As the Washington decision illustrates

“We vigorously reject any attempt to link the discriminatory Anti miscegenation laws in Loving with this State’s DOMA. The Washington Court of Appeals in Singer correctly noted:the Loving and Perez courts [Perez v. Sharp, 32 Cal. 2d 711, 198 P.2d 17 (1948)] did not change the basic definition of marriage as the legal union of one man and one woman; rather, they merely held that the race of the man or woman desiring to enter that relationship could not be considered by the state in granting a marriage license. 11 Wn. App. at 255 n.8. Numerous other courts have all rejected the claim that the decision in Loving somehow challenged state laws reaffirming marriage as the union of one man and one woman.25 Careful review of the historical context of Loving further undermines the dissents’ disturbing attempt to link constitutionally void, racist laws with a historical definition of marriage as between a man and woman. Anti miscegenation laws were anathema to the “color-blind” constitution articulated in Justice John Marshall Harlan’s dissent in Plessy v. Ferguson.26 Anti miscegenation laws infringed upon the union of one man and one woman by injecting racial status as a qualification. Such laws contradicted the fact that a man and a woman of any race have the natural right to marry and have children. This right is protected by the United States and Washington State Constitutions. Racially discriminatory anti miscegenation laws also violate the right to marriage between a man and a woman. Here, in contrast, the State’s DOMA simply confirms the common law understanding of marriage as a union of a man and woman. It is the dissent that would abrogate the common law understanding through judicial fiat.”

The black to gay anology is fundemenatally flawed in its inception.

I don’t think its to much to say that this is more wishful thinking than good analogy.

On that subject it seems to me the proper analogy would not be the civil rights movement but rather the results of Roe v Wade & the abortion controversy.

Certainly the % of popular opinion will require nothing short of a SCOTUS opinion if such a change was to be visited on the entire country.

Any such opinion would be contrary to legal opinion of the majority of State & Federal Judiciaries to hear such cases.

The public sympathy for children being raised by their own natural families (i.e. their own married mothers & fathers as the optimal arrangement for child well being) would seems to indicate that any stigma as great as racism would be a hard label to get to stick.
The homosexual movement affirms that gender is a deeply important human category. Sexual orientation as a concept presumes that gender exists and is an important category for human relationships. It would be odd to presume that gender is all important to adult romantic relationships, yet retains no significance beyond that. All evidence historical & scientific points to children requiring intact natural families..

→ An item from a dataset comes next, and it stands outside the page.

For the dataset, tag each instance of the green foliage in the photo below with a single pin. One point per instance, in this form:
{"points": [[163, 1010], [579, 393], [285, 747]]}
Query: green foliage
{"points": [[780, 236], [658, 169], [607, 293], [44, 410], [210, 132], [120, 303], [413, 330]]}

You should read the following quote carefully and ponder just exactly what’s at stake if we were to take your flawed, convenient & self aggrandizing analogy at face value.

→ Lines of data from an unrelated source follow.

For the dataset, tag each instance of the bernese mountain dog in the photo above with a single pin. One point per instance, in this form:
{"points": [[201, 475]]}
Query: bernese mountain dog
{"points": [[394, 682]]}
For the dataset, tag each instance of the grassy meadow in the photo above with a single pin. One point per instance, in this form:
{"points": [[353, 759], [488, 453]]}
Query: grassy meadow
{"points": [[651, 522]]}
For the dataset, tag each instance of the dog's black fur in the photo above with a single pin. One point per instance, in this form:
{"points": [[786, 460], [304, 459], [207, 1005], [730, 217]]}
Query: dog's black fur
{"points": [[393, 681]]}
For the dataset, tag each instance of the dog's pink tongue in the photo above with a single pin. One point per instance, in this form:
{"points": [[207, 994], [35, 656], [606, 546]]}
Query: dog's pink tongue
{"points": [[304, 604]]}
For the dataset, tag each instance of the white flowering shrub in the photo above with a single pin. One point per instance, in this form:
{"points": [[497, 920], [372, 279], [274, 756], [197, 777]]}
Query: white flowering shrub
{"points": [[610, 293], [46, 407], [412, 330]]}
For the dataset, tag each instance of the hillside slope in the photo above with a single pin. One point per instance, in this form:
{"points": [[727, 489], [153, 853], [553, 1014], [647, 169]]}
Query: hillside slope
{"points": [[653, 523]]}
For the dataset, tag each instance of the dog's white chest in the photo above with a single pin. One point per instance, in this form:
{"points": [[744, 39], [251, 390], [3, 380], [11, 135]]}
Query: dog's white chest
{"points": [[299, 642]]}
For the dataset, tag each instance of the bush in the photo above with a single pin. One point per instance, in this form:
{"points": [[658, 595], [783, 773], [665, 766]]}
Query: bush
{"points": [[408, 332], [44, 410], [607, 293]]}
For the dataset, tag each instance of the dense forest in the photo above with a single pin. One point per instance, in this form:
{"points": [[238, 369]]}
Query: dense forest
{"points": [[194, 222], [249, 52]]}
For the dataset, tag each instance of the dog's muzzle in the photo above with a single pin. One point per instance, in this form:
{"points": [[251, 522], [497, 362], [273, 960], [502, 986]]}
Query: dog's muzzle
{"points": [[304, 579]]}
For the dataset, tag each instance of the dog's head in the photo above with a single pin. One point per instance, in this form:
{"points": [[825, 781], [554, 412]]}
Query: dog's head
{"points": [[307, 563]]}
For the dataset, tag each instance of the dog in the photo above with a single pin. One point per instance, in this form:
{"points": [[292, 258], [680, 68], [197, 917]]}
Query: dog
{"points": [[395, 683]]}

"Marriage is neither a conservative nor a liberal issue; it is a universal human institution, guaranteeing children fathers, and pointing men and women toward a special kind of socially as well as personally fruitful sexual relationship. Gay marriage is the final step down a long road America has already traveled toward deinstitutionalizing, denuding and privatizing marriage. It would set in legal stone some of the most destructive ideas of the sexual revolution: There are no differences between men and women that matter, marriage has nothing to do with procreation, children do not really need mothers and fathers, the diverse family forms adults choose are all equally good for children. What happens in my heart is that I know the difference. Don't confuse my people, who have been the victims of deliberate family destruction, by giving them another definition of marriage."

Walter Fauntroy-Former DC Delegate to CongressFounding member of the Congressional Black CaucusCoordinator for Martin Luther King, Jr.'s march on DC

NOTE "there's no word for" [the above quotes from the New York Supreme Court, Washington State Supreme Court Myself & the distinguished Reverand] "other than hate."